# Life Jacket - so cute



## Teddyandme (Feb 6, 2005)

I had to write and tell everyone about the cutest thing I just got for Teddy...I am heading to Florida on Friday for 12 days of great times...my little brother is getting married so we are heading down. My brother is docking his boat at the hotel I am staying so I will have use of it while I am down...so I have been worrying about how to keep Teddy safe.

I don't have to worry anymore...I found him the cutest life vest...he looks so cute in it....I love it. I will be able to attach him to the boat so that he cannot fall out...but have the added bonus if something does happen that he will float. My daughter has a digital camera so I will try and take a picture of him and post later tonight. 
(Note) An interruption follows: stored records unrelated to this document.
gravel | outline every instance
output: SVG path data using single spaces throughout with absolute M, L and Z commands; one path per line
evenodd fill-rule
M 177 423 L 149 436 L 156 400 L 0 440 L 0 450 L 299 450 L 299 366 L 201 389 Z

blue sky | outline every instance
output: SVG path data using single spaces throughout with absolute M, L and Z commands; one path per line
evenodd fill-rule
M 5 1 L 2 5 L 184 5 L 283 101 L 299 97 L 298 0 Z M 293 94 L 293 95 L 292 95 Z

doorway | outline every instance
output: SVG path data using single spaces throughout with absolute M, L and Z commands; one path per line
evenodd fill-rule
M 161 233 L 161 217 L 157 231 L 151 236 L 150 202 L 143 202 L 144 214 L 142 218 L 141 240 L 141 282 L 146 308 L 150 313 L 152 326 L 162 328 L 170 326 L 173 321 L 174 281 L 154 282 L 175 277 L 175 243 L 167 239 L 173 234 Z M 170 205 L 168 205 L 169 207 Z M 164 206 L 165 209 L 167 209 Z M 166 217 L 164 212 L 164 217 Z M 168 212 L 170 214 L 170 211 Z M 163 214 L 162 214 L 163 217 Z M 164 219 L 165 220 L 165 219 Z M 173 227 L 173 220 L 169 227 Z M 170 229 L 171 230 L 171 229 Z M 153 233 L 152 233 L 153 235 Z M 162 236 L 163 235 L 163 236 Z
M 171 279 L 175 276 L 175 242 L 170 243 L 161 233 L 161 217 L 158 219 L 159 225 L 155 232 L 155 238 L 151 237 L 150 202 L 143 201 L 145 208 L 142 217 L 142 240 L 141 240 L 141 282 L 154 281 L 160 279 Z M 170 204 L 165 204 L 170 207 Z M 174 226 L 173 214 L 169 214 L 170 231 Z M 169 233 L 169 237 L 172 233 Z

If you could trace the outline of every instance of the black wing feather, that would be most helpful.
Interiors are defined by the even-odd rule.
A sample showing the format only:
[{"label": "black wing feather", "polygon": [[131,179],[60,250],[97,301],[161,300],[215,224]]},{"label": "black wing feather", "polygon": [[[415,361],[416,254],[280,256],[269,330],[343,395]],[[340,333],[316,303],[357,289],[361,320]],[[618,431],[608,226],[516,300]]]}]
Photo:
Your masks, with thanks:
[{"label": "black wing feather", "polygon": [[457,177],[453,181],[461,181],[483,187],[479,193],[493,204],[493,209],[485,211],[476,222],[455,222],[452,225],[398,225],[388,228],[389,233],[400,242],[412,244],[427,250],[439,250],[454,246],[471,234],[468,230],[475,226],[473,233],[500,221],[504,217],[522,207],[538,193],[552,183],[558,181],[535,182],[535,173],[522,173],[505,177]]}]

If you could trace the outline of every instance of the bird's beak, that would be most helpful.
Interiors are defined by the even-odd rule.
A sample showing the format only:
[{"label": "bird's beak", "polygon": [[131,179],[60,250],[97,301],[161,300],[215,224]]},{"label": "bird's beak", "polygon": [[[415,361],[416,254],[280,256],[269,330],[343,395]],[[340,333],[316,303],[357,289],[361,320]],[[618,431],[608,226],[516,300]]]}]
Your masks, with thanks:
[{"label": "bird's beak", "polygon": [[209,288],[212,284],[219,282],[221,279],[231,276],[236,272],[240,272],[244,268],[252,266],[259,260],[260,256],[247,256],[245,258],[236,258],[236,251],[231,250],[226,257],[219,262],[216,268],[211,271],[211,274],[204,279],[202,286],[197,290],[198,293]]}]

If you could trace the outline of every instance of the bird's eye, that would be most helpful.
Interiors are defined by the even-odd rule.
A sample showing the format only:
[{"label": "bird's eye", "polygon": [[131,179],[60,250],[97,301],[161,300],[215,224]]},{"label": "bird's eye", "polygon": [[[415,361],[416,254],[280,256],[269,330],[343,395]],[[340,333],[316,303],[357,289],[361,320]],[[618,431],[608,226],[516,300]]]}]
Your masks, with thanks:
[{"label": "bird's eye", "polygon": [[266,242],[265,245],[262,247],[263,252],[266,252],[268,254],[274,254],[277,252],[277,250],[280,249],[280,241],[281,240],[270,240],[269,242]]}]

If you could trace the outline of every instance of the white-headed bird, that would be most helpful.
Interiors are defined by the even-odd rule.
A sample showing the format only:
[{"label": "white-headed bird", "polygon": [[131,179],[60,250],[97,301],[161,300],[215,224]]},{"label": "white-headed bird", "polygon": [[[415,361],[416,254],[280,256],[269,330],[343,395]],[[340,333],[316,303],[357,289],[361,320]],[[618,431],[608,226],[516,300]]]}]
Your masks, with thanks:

Anyone else have any helpful hints or stories about the water and their babies. 

Susan


----------



## Scoobydoo (May 26, 2005)

Oh please do, I think he would look really cute in it


----------



## NC's Mom (Oct 23, 2004)

I bought Sir N a life jacket a couple of years ago because I thought that living on an island meant easy access to the beach and the ocean. Unfortunately, where we lived, it was all cliffs, so he never had the chance to wear it. I think we still have it...based on the fact that he looked cute in it and it was too expensive to just throw away.


----------



## Quincymom (Oct 17, 2004)

Oh I would love to see a picture! Especially with him wearing it enjoying the good life on a boat.
Quincymom


----------



## puppylucy (Jan 8, 2005)

great!!! can't wait to see pics.

more importantly, have a great time!! what part of the state are you going to??


----------



## Teddyandme (Feb 6, 2005)

We will be staying in Jensen Beach...which is about 1.5 hours from Fort Lauderdale...or 1 hour from West Palm.

Can't wait....the picture is coming..my daughter is out tonight so when she is here...I will take one.


Susan


----------



## puppylucy (Jan 8, 2005)

awesome! you'll be about an hour from me - thats near where my grandpa lives







have a great time


----------